“One Person One Vote” Still Means One PERSON, One Vote
“One person one vote” has been a catch phrase since the days of Baker v. Carr, but a recent case before the Court called into question what that phrase really means in the context of apportionment for state and local redistricting. Since the apportionment revolution in the 1960’s, the phrase generally has been used to refer to the doctrine pursuant to which states and localities are required to roughly equalize the population in their voting districts. But in Evenwel v. Abbott, a group of Texas voters asked the Court for the first time to decide what the baseline should be for equalizing population within the state. Can districts be apportioned based total population, or must they be apportioned using only eligible voters as the baseline?
The Texas voters maintained that “one person one vote” is a doctrine focused on voters, and that using total population as the baseline results in significant vote dilution when a state (like Texas) has districts with large populations of children and non-citizens. The plaintiffs therefore took the radical position that the use of total population for intrastate apportionment—which has been the standard in every state for decades—violated the Constitution. The state of Texas countered that the use of total population was permissible. It was supported by amicus the United States of America, who maintained that “one person one vote” is a doctrine focused on representation and therefore fully consistent with the use of total population for apportionment. Indeed, the United States went so far as to suggest that the use of total population as the baseline for apportionment might be constitutionally required.

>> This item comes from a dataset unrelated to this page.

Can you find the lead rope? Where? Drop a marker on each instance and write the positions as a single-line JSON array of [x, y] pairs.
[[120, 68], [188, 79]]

The Court, relying on constitutional history, precedent, and practice, unanimously rejected the challenge from the Texas voters and held that total population is a constitutionally permissible means of apportioning representation. In an opinion authored by Justice Ginsburg, the Court held that: “Inagreementwith Texas andthe United States,we reject appellants’ attempt tolocate a voter-equality mandate in the Equal Protection Clause. As history,precedent,andpracticedemonstrate,itisplainly permissible for jurisdictions to measure equalization by the total population of state and local legislative districts.” Slip Op. at 8. The Court expressly left for another day the more difficult question of whether the use of eligible voters as the baseline is constitutionally permissible. Concurring in the judgment, Justices Alito and Thomas separately seemed to suggest that they might be amenable to upholding the use of eligible voters as the baseline.
The question now is whether Texas, or any other state looking to shift the balance of power away from districts with large populations of children and non-citizens (i.e. districts that tend to be Democratic) toward districts with older and whiter populations (i.e. districts that tend to be Republican) will take Justice Alito up on the invitation to present the Court with the question it left undecided here, by redistricting its legislative districts using eligible voters as the baseline for apportionment. An amicus brief we filed in Evenwel on behalf of former directors of the Census Bureau suggests that states will have enormous legal and practical difficulties if they decide to do so.
Many Americans do not realize that there actually is no count of voting age citizens. The only data that exist as to the number of citizens of voting age are estimates based on sampling done as part of the American Community Survey (ACS) conducted by the Census Bureau. While sampling can certainly be valid for many reasons, the sampling conducted as part of the ACS does not lend itself well to the type of precision that is demanded by the one person one vote doctrine. Among other problems, the relatively small sample sizes means that several years’ worth of data must be aggregated before estimates can be made at small geographic units. This means that districts drawn based on those estimates will be immediately based upon stale data. Moreover, even the aggregated data does not allow estimates at the Census block level—the unit of geography most commonly used in making redistricting decisions. And as with any estimate, ACS estimates can carry significant margins of error due to the small sample sizes.
Thus, should a state decide to redistrict using ACS data to apportion districts based on eligible voters (i.e. citizens of voting age), litigation will undoubtedly ensue. The only accurate data that currently exist are total population counts conducted by the Census Bureau. Whether or not total population is the constitutionally required criteria for equalization is a question for another day. But for now, it is clear that total population is the only viable method for a state to redistrict without fear of future “one person one vote” litigation.